What are your thoughts on what the next generation will be with these devices and/or drug delivery?
I think the next step is better drug elution. If you look at the balloons, the drug material and excipient have been somewhat non-uniform, but I believe the next generation of devices will have smaller debris, better uptake, and more homogeneous transfer. After that, I think the next thing will be can we do that with the Limus type of medications, which are cytostatic instead of cytotoxic. Theoretically, these drugs may be predicted to have a better long-term outcome as we’ve seen in the coronaries.
From a drug-coated stent standpoint, I think we’ll absolutely parallel the coronaries. I expect that either parallel to or after there is improved drug elution, focus will turn to the stent platforms. Current stents, especially in long lengths, adversely affect the vessel compliance and potentially may be a continued irritant for intimal hyperplasia. We need to develop stents that don’t fracture often and that are compliant for the vessel in long lengths, not just the short lengths that we see in IDE trials.
I also hope that we’ll have randomized data on atherectomies. Registries are nice, but they don’t give us the ultimate data that we want. As we try to develop treatment algorithms, head-to-head testing is crucial.
Is there anything else on the topic that you’d like to comment on?

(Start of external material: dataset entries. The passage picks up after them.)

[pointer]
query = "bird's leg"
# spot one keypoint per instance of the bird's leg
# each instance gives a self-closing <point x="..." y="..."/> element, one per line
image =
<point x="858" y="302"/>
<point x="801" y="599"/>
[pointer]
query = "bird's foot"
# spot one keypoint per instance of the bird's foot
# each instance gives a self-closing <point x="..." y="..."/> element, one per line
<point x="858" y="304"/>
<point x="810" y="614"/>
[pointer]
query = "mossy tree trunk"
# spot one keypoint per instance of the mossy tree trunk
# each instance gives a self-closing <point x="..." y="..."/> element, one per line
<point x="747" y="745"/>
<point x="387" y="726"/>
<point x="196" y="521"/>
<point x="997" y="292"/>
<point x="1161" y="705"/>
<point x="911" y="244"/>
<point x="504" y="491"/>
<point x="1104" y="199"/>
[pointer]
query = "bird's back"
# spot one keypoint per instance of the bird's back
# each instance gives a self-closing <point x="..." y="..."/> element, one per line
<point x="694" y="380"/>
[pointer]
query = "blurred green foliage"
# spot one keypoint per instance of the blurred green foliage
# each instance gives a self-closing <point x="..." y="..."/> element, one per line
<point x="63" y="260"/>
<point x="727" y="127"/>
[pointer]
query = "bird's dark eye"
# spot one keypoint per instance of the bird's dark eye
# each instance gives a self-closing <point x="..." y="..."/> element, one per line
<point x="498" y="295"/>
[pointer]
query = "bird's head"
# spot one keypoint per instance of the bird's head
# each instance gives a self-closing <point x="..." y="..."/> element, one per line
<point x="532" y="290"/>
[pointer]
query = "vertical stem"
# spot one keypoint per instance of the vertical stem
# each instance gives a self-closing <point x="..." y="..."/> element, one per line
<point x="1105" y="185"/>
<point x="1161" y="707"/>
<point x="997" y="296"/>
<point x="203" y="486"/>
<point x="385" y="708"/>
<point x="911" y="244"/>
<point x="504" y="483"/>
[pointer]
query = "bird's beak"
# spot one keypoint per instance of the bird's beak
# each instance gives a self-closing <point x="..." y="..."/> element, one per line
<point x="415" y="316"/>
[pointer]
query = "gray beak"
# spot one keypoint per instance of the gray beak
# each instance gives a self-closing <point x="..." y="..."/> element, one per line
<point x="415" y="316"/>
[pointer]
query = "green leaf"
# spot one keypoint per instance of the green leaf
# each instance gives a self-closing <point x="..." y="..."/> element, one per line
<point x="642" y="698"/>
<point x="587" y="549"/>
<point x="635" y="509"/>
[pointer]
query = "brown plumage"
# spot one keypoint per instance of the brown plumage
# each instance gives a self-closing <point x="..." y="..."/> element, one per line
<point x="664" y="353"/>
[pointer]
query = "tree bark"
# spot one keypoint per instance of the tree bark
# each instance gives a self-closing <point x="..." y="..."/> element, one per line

Besides the drug-coated technologies, there is a technology that actually inserts medication into the adventitia through a needle. That has shown some benefit. We still need more data sets, but researchers been using steroids in the adventitia to try to decrease restenosis, and it appears to have a reasonable outcome. However, there’s no randomization to against other more mainstream technologies to know which one is most optimal. These technologies need head-to-head comparisons so that we can really figure out the best, most cost-effective treatment pattern for our patients. We also look forward to the results of the ZILVERPASS trial from Europe comparing Zilver PTX to venous bypass.
Disclosures: Dr Ansel is a consultant for Medtronic, Abbott Vascular, Boston Scientific, WL Gore, CR Bard, Phillips/Spectranetics, and Veryan; has royalties with Cook Medical; and is a board member for VIVA Physicians, a not-for-profit 501(c)(3) organization.